Surging Trump Dollar Risks Earthquake For Emerging Markets
Comment of the Day

November 25 2016

Commentary by David Fuller

Surging Trump Dollar Risks Earthquake For Emerging Markets

The resurgent ‘Trump’ dollar is setting off an incipient credit crunch across large parts of the world economy, forcing countries to tighten monetary policy or intervene in the exchange markets to defend their currencies.

The dollar index (DXY) reached a fresh 14-year high of 102 overnight as global markets rotate violently into the US “reflation trade’, betting that Donald Trump’s eye-watering fiscal expansion will prove a replay of Reaganomics in the early 1980s.

Rocketing US bond yields have triggered a global stampede into US assets, draining the international system of dollar liquidity. It is the exact opposite of what happened in the glory days of the emerging market boom when quantitative easing by the US Federal Reserve flooded the world with cheap dollar credit.

The Indian rupee fell to a record low of 68.87 to the dollar on Thursday as foreign investors continue to pull money out of emerging market funds at the fastest rate since the China panic last August.

Traders say China’s central bank has been intervening heavily over recent days to slow the slide in the yuan, fearing that capital outflows could escalate into a full blown-cascade. The currency reached a six-year low of 6.96 against the dollar on the offshore market in Hong Kong, approaching the psychological threshold of 7 RMB that could the rattle nerves of Chinese investors.

Interbank lending rates have climbed for the last eleven days in a row in Shanghai, an even longer stretch than during the ‘taper tantrum’ in May 2013 when the Fed first began to talk tough. Shibor rates have been spiking across all maturities.

“In our view this could be even more serious than the taper tantrum in 2013,” said Stephen Jen from Eurizon SLJ Capital.

Mr Jen said higher bond yields and borrowing costs may be appropriate for America in its current particular circumstances, but they are toxic for most emerging markets still struggling with the fall-out from debt bubbles. 
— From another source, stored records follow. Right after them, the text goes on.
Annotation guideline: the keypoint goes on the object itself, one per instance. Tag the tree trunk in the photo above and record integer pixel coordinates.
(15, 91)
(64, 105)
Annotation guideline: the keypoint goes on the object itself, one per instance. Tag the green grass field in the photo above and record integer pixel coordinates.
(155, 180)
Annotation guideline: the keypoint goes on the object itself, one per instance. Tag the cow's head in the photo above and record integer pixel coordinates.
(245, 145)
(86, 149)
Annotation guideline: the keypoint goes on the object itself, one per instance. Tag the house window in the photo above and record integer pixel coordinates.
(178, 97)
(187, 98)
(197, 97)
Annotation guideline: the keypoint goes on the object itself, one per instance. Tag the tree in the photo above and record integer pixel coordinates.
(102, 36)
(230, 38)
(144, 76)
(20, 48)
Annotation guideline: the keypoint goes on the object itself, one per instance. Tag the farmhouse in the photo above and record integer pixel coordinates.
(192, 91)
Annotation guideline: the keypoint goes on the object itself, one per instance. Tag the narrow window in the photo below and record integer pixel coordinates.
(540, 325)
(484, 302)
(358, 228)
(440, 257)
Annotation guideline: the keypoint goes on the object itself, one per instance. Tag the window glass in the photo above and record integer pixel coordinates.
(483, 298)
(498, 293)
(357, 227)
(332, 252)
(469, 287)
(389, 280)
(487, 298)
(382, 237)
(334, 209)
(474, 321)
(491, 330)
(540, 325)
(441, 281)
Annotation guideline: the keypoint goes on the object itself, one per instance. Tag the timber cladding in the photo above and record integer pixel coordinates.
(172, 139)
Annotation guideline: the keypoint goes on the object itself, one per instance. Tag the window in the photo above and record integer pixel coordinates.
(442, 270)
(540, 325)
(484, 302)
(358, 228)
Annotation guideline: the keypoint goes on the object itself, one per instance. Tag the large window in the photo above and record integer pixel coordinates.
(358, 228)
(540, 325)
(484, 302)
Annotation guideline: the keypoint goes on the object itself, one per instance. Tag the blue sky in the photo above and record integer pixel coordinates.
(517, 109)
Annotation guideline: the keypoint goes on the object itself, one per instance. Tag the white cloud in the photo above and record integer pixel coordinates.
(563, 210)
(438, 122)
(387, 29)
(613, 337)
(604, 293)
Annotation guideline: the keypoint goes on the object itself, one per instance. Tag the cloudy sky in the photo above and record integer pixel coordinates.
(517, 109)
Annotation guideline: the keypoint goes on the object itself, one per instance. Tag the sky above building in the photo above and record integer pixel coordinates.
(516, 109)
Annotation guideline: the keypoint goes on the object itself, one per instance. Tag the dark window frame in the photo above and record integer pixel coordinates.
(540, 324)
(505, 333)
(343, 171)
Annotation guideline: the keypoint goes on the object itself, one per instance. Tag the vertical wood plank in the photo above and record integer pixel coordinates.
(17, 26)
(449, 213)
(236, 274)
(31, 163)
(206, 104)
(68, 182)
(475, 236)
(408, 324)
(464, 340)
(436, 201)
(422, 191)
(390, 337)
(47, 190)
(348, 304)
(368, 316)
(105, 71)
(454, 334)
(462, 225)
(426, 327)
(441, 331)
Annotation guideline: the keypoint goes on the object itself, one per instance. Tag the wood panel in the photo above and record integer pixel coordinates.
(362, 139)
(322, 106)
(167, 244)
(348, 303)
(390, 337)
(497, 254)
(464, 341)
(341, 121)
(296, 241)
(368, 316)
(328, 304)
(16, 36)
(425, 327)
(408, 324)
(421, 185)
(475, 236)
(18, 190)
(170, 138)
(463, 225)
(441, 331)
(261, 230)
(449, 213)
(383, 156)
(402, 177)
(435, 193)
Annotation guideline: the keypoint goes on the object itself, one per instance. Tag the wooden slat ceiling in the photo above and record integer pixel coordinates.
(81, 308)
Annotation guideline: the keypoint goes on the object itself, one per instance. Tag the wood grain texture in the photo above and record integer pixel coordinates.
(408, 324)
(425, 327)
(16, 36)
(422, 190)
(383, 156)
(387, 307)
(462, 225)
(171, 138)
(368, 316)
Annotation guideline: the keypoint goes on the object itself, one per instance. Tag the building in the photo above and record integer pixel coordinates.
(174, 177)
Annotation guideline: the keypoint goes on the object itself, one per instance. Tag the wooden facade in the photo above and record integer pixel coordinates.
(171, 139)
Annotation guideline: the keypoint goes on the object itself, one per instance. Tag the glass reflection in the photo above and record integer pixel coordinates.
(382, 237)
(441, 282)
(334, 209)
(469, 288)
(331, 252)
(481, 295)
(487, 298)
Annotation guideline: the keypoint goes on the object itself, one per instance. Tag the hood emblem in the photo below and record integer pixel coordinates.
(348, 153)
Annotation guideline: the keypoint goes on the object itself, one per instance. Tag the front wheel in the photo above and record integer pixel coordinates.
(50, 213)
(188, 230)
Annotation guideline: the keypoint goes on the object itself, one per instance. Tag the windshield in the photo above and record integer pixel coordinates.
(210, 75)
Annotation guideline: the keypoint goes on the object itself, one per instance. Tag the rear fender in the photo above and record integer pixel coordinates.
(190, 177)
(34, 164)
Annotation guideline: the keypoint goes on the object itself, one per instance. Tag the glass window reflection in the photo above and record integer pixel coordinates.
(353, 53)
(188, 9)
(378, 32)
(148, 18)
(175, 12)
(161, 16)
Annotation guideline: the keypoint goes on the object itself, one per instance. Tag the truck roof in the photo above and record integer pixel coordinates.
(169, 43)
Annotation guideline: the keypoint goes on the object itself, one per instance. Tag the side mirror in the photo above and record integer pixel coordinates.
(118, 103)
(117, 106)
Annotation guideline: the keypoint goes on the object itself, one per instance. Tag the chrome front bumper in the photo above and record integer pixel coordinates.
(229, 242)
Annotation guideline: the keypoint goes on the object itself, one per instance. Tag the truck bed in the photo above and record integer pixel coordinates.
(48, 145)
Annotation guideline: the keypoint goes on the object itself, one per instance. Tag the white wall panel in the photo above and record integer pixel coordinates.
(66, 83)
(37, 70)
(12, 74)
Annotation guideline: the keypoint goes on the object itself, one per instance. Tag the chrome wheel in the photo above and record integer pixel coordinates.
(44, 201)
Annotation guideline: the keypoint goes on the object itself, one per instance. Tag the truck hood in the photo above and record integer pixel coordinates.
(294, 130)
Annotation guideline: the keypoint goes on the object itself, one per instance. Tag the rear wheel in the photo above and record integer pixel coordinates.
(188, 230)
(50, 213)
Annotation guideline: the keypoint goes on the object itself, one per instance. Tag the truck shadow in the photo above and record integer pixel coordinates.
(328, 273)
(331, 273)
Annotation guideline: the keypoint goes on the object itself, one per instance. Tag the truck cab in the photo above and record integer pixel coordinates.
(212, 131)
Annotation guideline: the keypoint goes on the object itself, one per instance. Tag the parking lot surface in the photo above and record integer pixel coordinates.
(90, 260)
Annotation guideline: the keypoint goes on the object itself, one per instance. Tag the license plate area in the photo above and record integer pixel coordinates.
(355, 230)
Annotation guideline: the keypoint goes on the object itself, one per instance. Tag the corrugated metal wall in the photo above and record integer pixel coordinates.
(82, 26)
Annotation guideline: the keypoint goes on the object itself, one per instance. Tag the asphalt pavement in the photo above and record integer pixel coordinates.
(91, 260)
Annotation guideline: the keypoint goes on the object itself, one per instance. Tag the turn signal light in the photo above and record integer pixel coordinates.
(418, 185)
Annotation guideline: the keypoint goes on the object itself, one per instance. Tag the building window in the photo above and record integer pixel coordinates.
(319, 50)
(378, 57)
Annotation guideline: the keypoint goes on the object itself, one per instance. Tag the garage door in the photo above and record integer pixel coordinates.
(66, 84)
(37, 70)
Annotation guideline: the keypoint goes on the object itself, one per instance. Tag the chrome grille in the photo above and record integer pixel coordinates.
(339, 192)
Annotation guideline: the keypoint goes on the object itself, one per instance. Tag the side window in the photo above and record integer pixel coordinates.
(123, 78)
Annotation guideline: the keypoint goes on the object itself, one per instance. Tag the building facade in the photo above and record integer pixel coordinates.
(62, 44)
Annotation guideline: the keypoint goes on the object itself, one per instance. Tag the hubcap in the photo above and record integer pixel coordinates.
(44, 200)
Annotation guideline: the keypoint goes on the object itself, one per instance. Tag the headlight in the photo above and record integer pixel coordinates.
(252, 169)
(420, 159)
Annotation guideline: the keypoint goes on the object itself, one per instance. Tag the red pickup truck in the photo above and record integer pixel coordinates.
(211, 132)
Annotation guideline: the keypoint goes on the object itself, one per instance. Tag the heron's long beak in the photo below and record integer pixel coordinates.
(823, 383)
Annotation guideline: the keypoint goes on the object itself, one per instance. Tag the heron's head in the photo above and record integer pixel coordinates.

“The US is out of synch with the rest of the world, and under Trump there will now be an ‘America First’ policy so they won’t to care what happens to anybody else,” he said.

The core problem is that global finance is more dollarized today than at any time in history, with $10 trillion of dollar debt trading globally outside US jurisdiction and beyond full control, up fivefold since 2002.

David Fuller's view

This is why I expect to see a continuation of somewhat choppy stock markets over the next three to four years as the world moves away from quantitative easing (QE), towards infrastructure spending leading to a gradual improvement in the global economy and an eventual normalisation of interest rates, albeit at lower levels than we have seen in previous cycles over the decades. 

The main reason for this is the disinflationary influence of an accelerating rate of technological innovation, which has many benefits in terms of efficiencies and keeping inflation lower than in previous cycles over the last several decades.

Clearly, the global economy is not synchronised in this process of emergence from QE.  Instead, the world’s largest economy is running ahead, while the European Union (EU) and some emerging and frontier markets are lagging well behind.  This will cause some turbulence, leading to risks but also opportunities.  I have discussed this in more detail in the Friday big picture Audio.